En los últimos años, nuestra identidad argentina fue manoseada como nunca antes en la historia. Todo ese cúmulo de saberes y creencias que nuestros padres y abuelos daban por sentados a nosotros se nos antojan lábiles, lejanos y un poco arbitrarios. Para quienes nacimos en los tardíos 60, en los 70, en los 80, la Argentina sigue siendo, aunque débilmente, el país del asado, y el ritual se mantiene, aunque en muchos casos sea más bien bajo el glow kitsch de la experiencia retro, como un intento por recrear una gestualidad atractiva, pero no del todo propia. ¿Nos ganará la vertiginosa época actual, con sus fosforescentes tendencias que se reemplazan una y otra vez a sí mismas?
Cuando empecé a escribir esta nota, tenía la idea de hacer una encendida defensa del asesinato industrial y sistemático de vacas para el consumo a las brasas y la felicidad del pueblo.

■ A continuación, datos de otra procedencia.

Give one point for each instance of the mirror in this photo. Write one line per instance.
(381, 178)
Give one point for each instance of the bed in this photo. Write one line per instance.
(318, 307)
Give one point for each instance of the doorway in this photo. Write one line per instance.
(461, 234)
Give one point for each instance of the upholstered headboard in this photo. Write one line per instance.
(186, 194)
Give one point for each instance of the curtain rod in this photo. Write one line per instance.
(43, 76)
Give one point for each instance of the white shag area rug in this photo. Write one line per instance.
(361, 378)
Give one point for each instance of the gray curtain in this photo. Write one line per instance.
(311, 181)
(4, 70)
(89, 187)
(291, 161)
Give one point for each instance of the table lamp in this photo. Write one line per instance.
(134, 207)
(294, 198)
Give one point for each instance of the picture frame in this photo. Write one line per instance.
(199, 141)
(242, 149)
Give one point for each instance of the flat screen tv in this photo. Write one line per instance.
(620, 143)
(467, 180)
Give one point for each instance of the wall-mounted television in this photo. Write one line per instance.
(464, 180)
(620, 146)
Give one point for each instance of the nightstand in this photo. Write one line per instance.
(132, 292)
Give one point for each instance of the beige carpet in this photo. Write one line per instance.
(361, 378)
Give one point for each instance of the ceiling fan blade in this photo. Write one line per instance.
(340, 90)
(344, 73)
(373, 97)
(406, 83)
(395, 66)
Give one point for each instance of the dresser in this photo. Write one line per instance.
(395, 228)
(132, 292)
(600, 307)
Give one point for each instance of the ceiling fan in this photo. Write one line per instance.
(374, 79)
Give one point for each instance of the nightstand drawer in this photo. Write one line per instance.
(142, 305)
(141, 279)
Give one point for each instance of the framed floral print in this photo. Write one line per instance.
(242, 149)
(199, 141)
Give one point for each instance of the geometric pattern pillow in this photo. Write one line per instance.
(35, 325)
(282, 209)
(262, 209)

En serio, ¿qué otra cosa hay más litúrgica y protocolarmente feliz y argentina que un asado? Pero ahora no estoy tan seguro. Sobre el final, la sensación que me queda es que el asado perdurará, se transformará en un ritual vintage o morirá según el peso de su propia verdad histórica. No hay que defenderlo, hay que simplemente ponerlo en la posición incómoda de tener que sobrevivir frente a la hiperproliferación de nuevas formas de comer.
La argentinidad encontrará siempre nuevos mitos, nuevas narraciones, nuevos humos que venderse a sí misma, con el fin de mantener el orgullo y la unidad. Seremos una nación futbolera y vegetariana, acaso, y si eso sucede será justo. Por mi parte, no pienso renunciar a ese momento repetido en el tiempo y el espacio de juntarme con mis amigos a comer un asado. Llegados los años en que ir a un boliche resulta pegajoso e incómodo, queda el culto reposado de la amistad en torno a un cacho de vacío. Nuestros hijos quizás prefieran comida de la India con vino frizante y no les recomiendo que los juzguen por eso.